C2.4 Paolo Santini's Memorial Lecture: Active damping, vibration isolation and shape control of space structures

Session: Advanced Materials and Structures for High Temperature Applications
Day: Tuesday 20.09.2022
Time: 10:15
Room: W06


Professor Emeritus, Université Libre de Bruxelles


The lecture reviews the contributions of the author to the control of precision space structures during the past 35 years. The first part is devoted to the active damping of space trusses with emphasis on robustness. Guaranteed stability is achieved by using decentralized collocated actuator-sensor pairs.
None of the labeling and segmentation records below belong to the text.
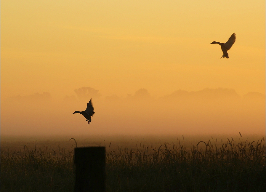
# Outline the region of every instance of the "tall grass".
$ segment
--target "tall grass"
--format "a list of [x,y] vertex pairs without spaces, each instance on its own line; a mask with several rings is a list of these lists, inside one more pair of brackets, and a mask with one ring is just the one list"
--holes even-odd
[[[227,138],[219,146],[217,140],[200,141],[190,148],[180,140],[157,148],[141,143],[136,149],[118,147],[107,153],[106,189],[265,191],[264,138],[238,140]],[[1,191],[73,191],[73,151],[58,148],[48,151],[25,145],[16,152],[1,148]]]

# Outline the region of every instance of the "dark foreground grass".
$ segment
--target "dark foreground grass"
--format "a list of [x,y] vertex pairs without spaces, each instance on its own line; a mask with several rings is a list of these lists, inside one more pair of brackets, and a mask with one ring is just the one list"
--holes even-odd
[[[219,147],[209,140],[188,150],[166,143],[157,149],[110,151],[106,155],[106,190],[265,191],[264,138],[228,140]],[[57,153],[26,146],[16,152],[1,149],[1,191],[73,191],[73,151],[58,147]]]

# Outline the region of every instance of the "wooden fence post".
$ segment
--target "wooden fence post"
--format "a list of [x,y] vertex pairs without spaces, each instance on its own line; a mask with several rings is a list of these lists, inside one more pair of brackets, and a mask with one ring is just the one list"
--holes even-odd
[[75,191],[105,191],[105,147],[75,148]]

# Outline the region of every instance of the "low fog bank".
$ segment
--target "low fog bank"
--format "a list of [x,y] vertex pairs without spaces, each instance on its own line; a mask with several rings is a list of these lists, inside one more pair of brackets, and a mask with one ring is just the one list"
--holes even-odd
[[[90,87],[53,100],[49,93],[17,96],[1,103],[1,134],[264,134],[265,95],[241,96],[233,89],[177,90],[156,98],[141,89],[126,97],[104,97]],[[95,113],[87,125],[82,115],[91,98]]]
The so-called “Integral Force Feedback” (IFF) is simple and effective, and the performances can be predicted easily with simple formulae based on modal analyses. These predictions have been confirmed by numerous experiments. The damping strategy for trusses has been extended to cable structures, also confirmed experimentally. The second part addresses the problem of vibration isolation: isolating a sensitive payload from the vibration induced by the spacecraft (i.e. unbalanced mass of attitude control reaction wheels and gyros). A six-axis isolator based on a Gough-Stewart platform is discussed; once again, the approach emphasizes robustness. Two different solutions are presented: The first one (active isolation) uses a decentralized controller with collocated pairs of actuator and force sensor, with IFF control. It is demonstrated that this special implementation of the “sky-hook”, unlike the classical one, has guaranteed stability, even if the two substructures it connects are flexible (typical of large space structures). A second approach (passive) discusses an electromagnetic implementation of the “Relaxation Isolator” where the classical dash-pot of the linear damper is substituted by a Maxwell unit, leading to an asymptotic decay rate of -40 dB/decade, similar to the sky-hook (although much simpler in terms of electronics). The third part of the lecture summarizes more recent work done on the control of flexible mirrors: (i) flat mirrors for adaptive optics (AO) controlled by an array of piezoelectric ceramic (PZT) actuators and (ii) Spherical thin shell polymer reflectors controlled by an array of piezoelectric polymer actuators (PVDF-TrFE); aimed at being deployed in space.